Virtual Machine Compute Resiliency in Windows Server 2016

Former Employee

Mar 15, 2019

In today’s cloud scale environments, commonly comprising of commodity hardware, transient failures have become more common than hard failures. In these circumstances, reacting aggressively to handle these transient failures can cause more downtime than it prevents. Windows Server 2016, therefore introduces increased Virtual Machine (VM) resiliency to intra-cluster communication failures in your compute cluster.

Interesting Transient Failure Scenarios

The following are some potentially transient scenarios where it would be beneficial for your VM to be more resilient to intra-cluster communication failures:

Node disconnected: The cluster service attempts to connect to all active nodes. The disconnected (Isolated) node cannot talk to any node in an active cluster membership.

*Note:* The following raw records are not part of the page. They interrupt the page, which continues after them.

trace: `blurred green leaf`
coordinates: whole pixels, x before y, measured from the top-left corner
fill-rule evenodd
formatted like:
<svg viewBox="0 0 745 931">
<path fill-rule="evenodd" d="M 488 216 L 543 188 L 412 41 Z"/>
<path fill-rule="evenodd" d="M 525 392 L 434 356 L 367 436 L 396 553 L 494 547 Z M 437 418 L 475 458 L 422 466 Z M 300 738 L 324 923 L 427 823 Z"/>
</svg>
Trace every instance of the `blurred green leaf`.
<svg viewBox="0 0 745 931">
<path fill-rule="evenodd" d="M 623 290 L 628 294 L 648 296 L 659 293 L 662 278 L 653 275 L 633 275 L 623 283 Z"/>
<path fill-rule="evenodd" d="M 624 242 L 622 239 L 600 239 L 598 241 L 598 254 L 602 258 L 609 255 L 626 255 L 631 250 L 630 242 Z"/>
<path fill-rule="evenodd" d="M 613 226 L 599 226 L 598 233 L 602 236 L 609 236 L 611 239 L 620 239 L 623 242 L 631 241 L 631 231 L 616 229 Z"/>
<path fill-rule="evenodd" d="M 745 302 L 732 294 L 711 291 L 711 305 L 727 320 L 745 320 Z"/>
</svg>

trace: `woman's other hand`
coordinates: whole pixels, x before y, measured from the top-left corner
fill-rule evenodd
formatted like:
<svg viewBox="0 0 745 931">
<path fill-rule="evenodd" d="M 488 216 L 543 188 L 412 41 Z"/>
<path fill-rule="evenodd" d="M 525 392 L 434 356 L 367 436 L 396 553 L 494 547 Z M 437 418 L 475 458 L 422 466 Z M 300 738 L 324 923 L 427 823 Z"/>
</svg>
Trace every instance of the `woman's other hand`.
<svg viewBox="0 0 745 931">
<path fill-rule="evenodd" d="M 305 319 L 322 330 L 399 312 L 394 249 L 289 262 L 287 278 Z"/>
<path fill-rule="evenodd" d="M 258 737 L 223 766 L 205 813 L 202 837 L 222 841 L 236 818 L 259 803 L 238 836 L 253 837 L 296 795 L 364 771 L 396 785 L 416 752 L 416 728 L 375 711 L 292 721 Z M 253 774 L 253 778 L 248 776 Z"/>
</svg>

Cluster Service crash: The Cluster Service on a node is down. The node is not communicating with any other node.

Asymmetric disconnect: The Cluster Service is attempting to connect to all active nodes. The isolated node can talk to at least one node in active cluster membership.

New Failover Clustering States

In Windows Server 2016, to reflect the new Failover Cluster workflow-in the event of transient failures, three new states have been introduced:

A new VM state, Unmonitored , has been introduced in Failover Cluster Manager to reflect a VM that is no longer monitored by the cluster service.

Two new cluster node states have been introduced to reflect nodes which are not in active membership but were host to VM role(s) before being removed from active membership:

Isolated:
- The node is no longer in an active membership
- The node continues to host the VM role

Quarantine:
- The node is no longer allowed to join the cluster for a fixed time period (default: 2 hours)
- This action prevents flapping nodes from negatively impacting other nodes and the overall cluster health
- By default, a node is quarantined, if it ungracefully leaves the cluster, three times within an hour
- VMs hosted by the node are gracefully drained once quarantined
- No more than 25% of nodes can be quarantined at any given time

The node can be brought out of quarantine by running the Failover Clustering PowerShell ^© cmdlet, Start-ClusterNode with the –CQ or –ClearQuarantine flag.

VM Compute Resiliency Workflow in Windows Server 2016

The VM resiliency workflow in a compute cluster is as follows:

In the event of a “transient” intra-cluster communication failure, on a node hosting VMs, the node is placed into an Isolated state and removed from its active cluster membership. The VM on the node is now considered to be in an Unmonitored state by the cluster service.

If the isolated node continues to experience intra-cluster communication failures, after a certain period (default of 4 minutes), the VM is failed over to a suitable node in the cluster, and the node is now moved to a Down state.

If a node is isolated a certain number of times (default three times) within an hour, it is placed into a Quarantine state for a certain period (default two hours) and all the VMs from the node are drained to a suitable node in the cluster.

Configuring Node Isolation and Quarantine settings

To achieve the desired Service Level Agreement guarantees for your environment, you can configure the following cluster settings, controlling how your node is placed in isolation or quarantine:

Setting	Description	Default	Values
ResiliencyLevel	Defines how unknown failures handled	2	1 – Allow the node to be in Isolated state only if the node gave a notification and it went away for known reason, otherwise fail immediately. Known reasons include Cluster Service crash or Asymmetric Connectivity between nodes. 2- Always let a node go to an Isolated state and give it time before taking over ownership of the VMs. PowerShell: (Get-Cluster).ResiliencyLevel = <value>
ResiliencyPeriod	Duration to allow VM to run isolated (in seconds)	240	0 – Reverts to pre-Windows Server 2016 behavior PowerShell: Cluster property: (Get-Cluster).ResiliencyDefaultPeriod = <value> Group common property for granular control: (Get-ClusterGroup “My VM”).ResiliencyPeriod= <value> Note: A value of -1 for the group property causes the cluster property to be used.
QuarantineThreshold	Number of failures before a node is Quarantined.	3	PowerShell: (Get-Cluster).QuarantineThreshold = <value>
QuarantineDuration	Duration to disallow cluster node join (in seconds)	7200	0xFFFFFFFF – Never allow node to join (in seconds) PowerShell: (Get-Cluster).QuarantineDuration = <value>